As regular CFZ-watchers will know, for some time Corinna has been doing a column for Animals & Men and a regular segment on On The Track... particularly about out-of-place birds and rare vagrants. There seem to be more and more bird stories from all over the world hitting the news these days so, to make room for them all - and to give them all equal and worthy coverage - she has set up this new blog to cover all things feathery and Fortean.

Wednesday, 1 May 2019

Bird lovers flock to Berkeley Square as nightingales return


Artists and musicians swoop to save one of UK’s most celebrated but endangered birds
Mon 29 Apr 2019 07.00 BST
Just as Vera Lynn sang, the voices of nightingales are again being heard in Berkeley Square in central London over the hum of traffic and din of construction work.
The nightingale has virtually disappeared from Britain over the past 50 years, its population plummeting by 93% to fewer than 5,500 pairs.
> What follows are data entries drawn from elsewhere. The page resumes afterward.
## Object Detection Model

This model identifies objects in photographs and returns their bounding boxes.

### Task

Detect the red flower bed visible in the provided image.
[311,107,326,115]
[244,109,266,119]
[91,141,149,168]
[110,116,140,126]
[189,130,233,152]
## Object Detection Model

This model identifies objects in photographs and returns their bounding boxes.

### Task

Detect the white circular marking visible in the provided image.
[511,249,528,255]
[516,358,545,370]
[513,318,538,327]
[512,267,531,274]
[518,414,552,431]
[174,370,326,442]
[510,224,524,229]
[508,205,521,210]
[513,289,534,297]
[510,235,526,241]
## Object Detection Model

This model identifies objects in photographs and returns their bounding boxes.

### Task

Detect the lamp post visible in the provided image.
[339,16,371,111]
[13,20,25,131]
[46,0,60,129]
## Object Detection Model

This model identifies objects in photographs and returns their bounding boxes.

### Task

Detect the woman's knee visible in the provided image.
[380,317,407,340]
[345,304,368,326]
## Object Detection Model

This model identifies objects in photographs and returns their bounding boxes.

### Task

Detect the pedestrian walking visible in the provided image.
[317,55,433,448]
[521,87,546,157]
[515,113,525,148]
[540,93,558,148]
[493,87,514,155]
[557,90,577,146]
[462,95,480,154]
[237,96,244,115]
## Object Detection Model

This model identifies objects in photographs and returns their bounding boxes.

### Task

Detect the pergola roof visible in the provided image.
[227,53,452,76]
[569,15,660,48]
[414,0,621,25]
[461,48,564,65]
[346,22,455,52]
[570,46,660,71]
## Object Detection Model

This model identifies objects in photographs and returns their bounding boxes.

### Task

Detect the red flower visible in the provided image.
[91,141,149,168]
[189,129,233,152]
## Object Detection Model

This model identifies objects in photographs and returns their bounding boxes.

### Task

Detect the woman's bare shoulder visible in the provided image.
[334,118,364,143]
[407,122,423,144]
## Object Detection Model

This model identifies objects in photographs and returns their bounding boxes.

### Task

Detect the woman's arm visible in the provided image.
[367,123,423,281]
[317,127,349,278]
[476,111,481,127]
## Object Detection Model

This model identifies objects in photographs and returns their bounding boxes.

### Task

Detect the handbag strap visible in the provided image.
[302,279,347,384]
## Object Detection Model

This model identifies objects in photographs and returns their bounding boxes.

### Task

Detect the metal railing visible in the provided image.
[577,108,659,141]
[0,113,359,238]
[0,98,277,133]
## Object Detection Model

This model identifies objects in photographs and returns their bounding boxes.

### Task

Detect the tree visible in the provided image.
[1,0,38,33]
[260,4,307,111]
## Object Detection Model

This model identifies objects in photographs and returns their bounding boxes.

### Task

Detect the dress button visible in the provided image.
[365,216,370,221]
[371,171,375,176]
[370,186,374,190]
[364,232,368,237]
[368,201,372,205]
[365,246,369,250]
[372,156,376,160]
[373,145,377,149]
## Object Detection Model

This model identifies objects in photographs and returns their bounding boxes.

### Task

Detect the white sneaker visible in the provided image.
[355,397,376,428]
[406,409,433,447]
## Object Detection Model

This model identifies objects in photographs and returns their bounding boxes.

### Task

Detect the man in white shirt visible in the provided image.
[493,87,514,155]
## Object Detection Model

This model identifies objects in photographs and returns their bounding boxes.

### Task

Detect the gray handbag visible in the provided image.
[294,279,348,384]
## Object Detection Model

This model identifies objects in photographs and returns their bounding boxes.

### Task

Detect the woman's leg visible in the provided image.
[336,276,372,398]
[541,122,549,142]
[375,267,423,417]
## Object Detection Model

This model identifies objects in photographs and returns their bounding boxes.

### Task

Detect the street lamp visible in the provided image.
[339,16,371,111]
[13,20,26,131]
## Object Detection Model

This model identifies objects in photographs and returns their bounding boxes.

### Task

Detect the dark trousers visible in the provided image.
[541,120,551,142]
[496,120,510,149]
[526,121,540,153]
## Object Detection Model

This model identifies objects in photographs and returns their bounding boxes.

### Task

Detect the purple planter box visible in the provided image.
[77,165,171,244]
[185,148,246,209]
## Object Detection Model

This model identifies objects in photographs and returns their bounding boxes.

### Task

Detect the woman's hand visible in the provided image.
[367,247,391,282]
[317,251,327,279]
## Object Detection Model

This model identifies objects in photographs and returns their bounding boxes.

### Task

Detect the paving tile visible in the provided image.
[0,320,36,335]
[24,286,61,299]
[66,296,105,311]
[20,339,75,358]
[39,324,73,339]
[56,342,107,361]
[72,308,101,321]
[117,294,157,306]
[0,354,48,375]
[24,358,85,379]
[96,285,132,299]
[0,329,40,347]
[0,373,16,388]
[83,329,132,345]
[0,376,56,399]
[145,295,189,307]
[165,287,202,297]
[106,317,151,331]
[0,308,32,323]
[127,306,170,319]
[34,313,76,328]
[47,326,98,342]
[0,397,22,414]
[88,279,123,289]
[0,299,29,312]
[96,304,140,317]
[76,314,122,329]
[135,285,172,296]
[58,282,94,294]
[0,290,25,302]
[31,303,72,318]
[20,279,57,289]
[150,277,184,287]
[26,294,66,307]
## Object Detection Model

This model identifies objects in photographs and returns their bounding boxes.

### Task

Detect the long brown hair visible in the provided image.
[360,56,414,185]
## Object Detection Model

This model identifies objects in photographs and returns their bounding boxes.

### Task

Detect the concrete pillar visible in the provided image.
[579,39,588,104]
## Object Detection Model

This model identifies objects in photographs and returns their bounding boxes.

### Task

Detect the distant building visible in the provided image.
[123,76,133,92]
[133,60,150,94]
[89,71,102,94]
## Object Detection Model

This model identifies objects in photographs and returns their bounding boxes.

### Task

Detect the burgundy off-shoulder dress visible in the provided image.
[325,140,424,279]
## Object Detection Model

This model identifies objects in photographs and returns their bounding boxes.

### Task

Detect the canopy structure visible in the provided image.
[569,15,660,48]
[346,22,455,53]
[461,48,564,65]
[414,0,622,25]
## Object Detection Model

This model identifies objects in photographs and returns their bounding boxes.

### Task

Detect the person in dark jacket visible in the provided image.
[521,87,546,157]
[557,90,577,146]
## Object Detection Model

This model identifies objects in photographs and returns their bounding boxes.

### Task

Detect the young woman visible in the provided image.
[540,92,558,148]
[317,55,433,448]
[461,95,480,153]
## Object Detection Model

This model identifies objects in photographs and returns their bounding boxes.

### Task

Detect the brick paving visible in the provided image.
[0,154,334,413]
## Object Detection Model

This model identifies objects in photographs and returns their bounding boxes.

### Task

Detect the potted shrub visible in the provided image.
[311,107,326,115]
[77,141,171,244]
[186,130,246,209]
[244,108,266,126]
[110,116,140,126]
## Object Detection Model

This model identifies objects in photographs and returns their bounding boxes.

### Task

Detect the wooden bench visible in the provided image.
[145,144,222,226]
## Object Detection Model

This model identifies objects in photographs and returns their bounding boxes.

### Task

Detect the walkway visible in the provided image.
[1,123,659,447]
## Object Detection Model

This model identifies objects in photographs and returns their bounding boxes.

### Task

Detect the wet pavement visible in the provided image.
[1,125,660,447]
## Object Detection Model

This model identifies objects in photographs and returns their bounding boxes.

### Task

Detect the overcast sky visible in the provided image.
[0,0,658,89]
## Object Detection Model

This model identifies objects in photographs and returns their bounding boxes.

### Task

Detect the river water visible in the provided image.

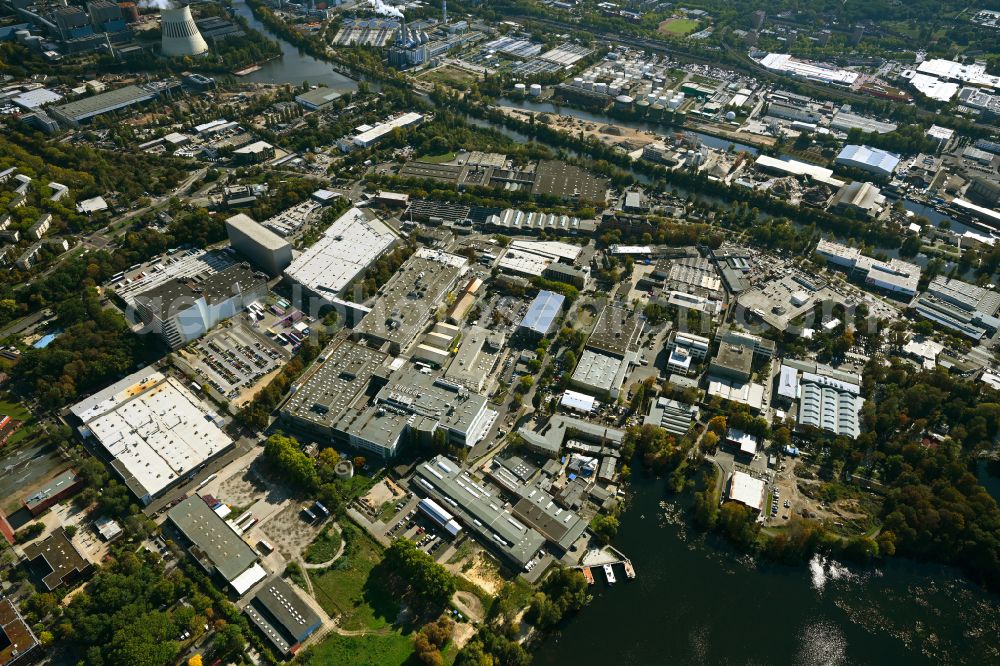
[493,98,990,238]
[221,18,1000,664]
[230,0,357,90]
[532,468,1000,666]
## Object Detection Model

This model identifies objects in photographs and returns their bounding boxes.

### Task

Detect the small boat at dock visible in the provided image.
[603,563,616,584]
[623,560,636,579]
[582,567,595,585]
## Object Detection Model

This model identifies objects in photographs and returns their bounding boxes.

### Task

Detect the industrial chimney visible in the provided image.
[160,5,208,57]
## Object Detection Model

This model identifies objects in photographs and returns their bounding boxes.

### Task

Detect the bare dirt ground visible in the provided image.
[360,479,402,512]
[214,461,278,507]
[499,107,660,150]
[452,550,504,596]
[766,458,874,529]
[258,502,327,561]
[452,622,477,649]
[452,591,485,623]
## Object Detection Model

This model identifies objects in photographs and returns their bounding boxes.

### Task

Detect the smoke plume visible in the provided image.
[141,0,177,10]
[368,0,403,18]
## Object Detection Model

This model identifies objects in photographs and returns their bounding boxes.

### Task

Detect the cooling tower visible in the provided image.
[161,5,208,57]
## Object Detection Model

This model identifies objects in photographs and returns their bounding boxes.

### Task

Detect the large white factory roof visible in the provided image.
[835,145,901,176]
[757,53,859,86]
[352,112,423,147]
[72,369,233,501]
[510,239,582,263]
[283,207,397,298]
[904,72,959,102]
[755,155,844,187]
[13,88,63,110]
[916,58,1000,91]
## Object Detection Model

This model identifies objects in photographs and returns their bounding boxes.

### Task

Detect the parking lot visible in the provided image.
[375,493,456,563]
[175,320,290,407]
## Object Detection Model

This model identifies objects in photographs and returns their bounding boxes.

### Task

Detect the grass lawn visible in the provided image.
[377,500,398,522]
[658,17,699,36]
[310,525,400,631]
[0,400,32,421]
[417,152,457,164]
[421,65,478,89]
[300,631,414,666]
[5,423,39,447]
[689,73,720,86]
[304,526,342,564]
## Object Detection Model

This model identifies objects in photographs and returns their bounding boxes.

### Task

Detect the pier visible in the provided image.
[575,545,637,583]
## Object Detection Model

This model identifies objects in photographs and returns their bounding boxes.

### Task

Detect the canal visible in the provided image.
[532,467,1000,665]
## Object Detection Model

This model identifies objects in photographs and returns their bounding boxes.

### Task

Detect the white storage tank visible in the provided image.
[529,83,542,96]
[514,82,526,95]
[594,82,607,95]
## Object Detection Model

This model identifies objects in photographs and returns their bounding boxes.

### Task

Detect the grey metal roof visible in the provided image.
[414,456,544,567]
[246,576,321,651]
[50,84,155,122]
[167,496,258,581]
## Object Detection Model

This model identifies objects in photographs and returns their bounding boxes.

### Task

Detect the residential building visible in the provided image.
[26,213,51,240]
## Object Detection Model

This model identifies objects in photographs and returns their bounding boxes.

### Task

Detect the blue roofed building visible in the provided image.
[835,145,901,178]
[518,290,565,338]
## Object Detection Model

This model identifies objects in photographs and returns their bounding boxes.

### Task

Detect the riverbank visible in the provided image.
[532,467,1000,665]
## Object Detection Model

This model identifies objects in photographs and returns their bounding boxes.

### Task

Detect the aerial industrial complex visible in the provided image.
[4,0,1000,662]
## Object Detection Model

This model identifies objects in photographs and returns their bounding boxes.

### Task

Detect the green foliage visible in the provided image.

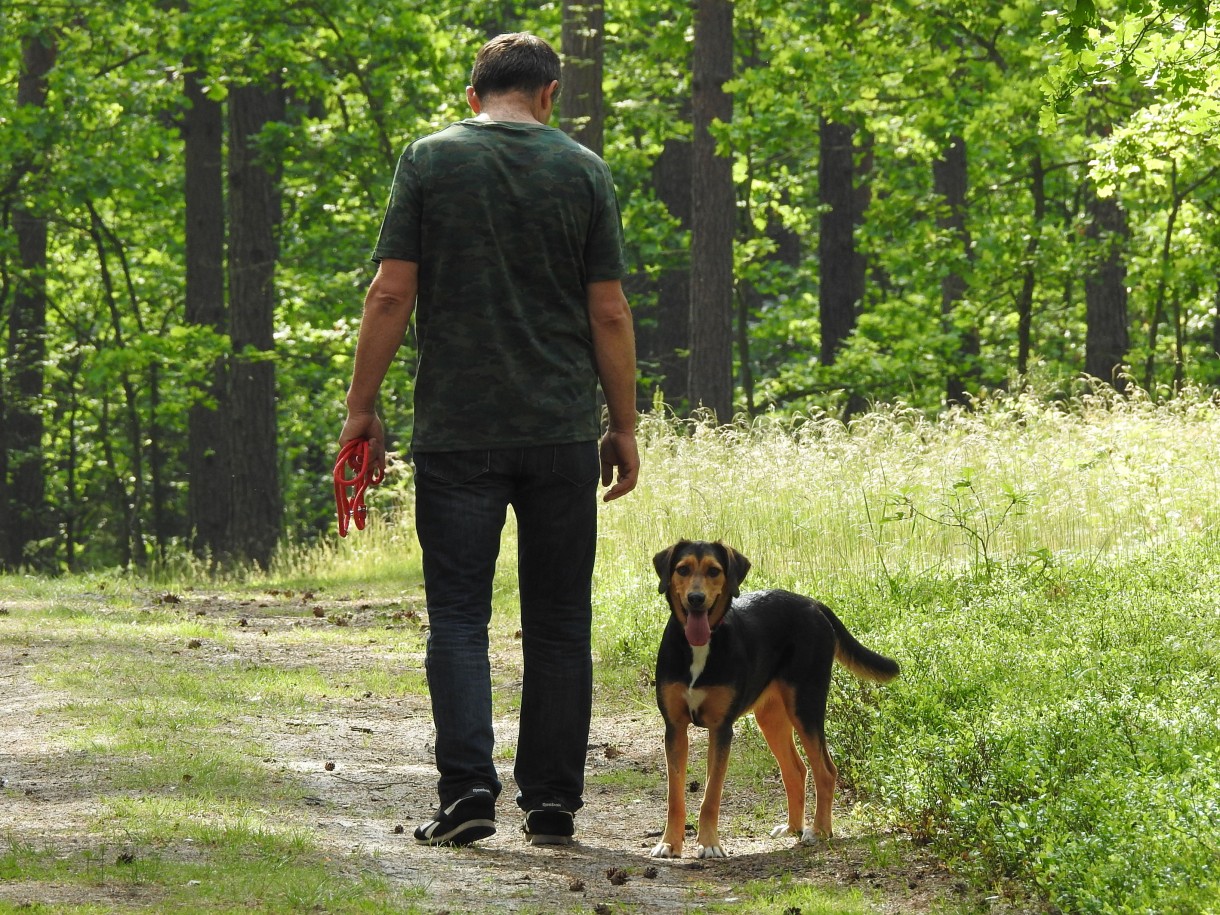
[869,553,1220,912]
[3,0,1220,572]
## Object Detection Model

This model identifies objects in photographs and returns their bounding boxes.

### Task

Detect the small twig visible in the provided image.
[325,772,411,790]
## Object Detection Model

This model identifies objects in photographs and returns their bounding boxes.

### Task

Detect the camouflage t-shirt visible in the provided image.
[372,119,627,452]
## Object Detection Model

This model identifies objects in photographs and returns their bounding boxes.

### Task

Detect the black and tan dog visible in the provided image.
[649,540,899,859]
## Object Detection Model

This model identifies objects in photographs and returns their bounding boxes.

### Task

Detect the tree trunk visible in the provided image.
[183,68,232,563]
[645,138,693,407]
[1084,193,1129,390]
[3,33,57,570]
[1016,153,1045,377]
[818,117,866,366]
[933,134,978,406]
[560,0,604,155]
[1212,279,1220,367]
[227,81,284,569]
[88,202,148,568]
[687,0,734,421]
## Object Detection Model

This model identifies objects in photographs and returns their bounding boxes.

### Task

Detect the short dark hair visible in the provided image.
[470,33,561,98]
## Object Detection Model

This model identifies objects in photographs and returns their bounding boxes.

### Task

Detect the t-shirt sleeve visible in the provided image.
[583,162,627,283]
[371,148,422,263]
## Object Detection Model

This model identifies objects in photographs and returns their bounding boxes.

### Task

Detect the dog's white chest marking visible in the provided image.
[689,644,710,683]
[685,645,711,713]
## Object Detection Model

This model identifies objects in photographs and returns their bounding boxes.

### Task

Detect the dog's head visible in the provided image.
[653,540,751,647]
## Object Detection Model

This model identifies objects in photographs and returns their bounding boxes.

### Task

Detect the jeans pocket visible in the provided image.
[550,442,600,487]
[414,450,491,485]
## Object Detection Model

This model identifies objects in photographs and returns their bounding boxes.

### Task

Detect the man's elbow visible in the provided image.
[592,307,632,335]
[589,292,633,332]
[365,260,418,317]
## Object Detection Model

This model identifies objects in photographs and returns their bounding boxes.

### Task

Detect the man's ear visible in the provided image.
[652,542,685,594]
[465,85,481,115]
[716,542,751,598]
[536,79,560,123]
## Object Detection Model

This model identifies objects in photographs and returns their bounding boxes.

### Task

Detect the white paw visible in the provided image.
[696,844,727,859]
[769,824,799,839]
[798,828,828,846]
[650,842,678,858]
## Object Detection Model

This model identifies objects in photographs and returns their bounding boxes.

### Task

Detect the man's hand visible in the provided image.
[599,429,639,501]
[339,410,387,475]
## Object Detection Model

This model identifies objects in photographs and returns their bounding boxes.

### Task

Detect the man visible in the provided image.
[338,33,639,848]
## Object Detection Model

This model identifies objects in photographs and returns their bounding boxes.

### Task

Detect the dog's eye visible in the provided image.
[706,568,721,578]
[675,566,693,577]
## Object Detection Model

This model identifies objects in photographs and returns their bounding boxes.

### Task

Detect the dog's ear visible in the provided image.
[653,542,685,594]
[717,542,751,598]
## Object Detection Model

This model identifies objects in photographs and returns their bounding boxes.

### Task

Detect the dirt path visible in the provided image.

But now a chorus of nightingale events are being arranged by artists, musicians and filmmakers to raise awareness of the plight of one of the country’s most celebrated but endangered birds.
Birdsong was played on phones on Friday as the street artist ATM spent the day painting a nightingale in a gallery on the square, and more than 750 people attended a concert on Monday, when the folk singer Sam Lee and other musicians will duet with amplified nightingale song.
Let Nature Sing, a track of pure birdsong including the nightingale, has been released by the RSPB to highlight the loss of more than 40 million birds from the UK in 50 years.
The modest-looking nightingale’s remarkable, mostly nocturnal song has inspired writers ever since it was described by Pliny the Elder several thousand years ago. Romantic poets from John Keats to Samuel Taylor Coleridge feted this unobtrusive brown bird’s astonishing musicality.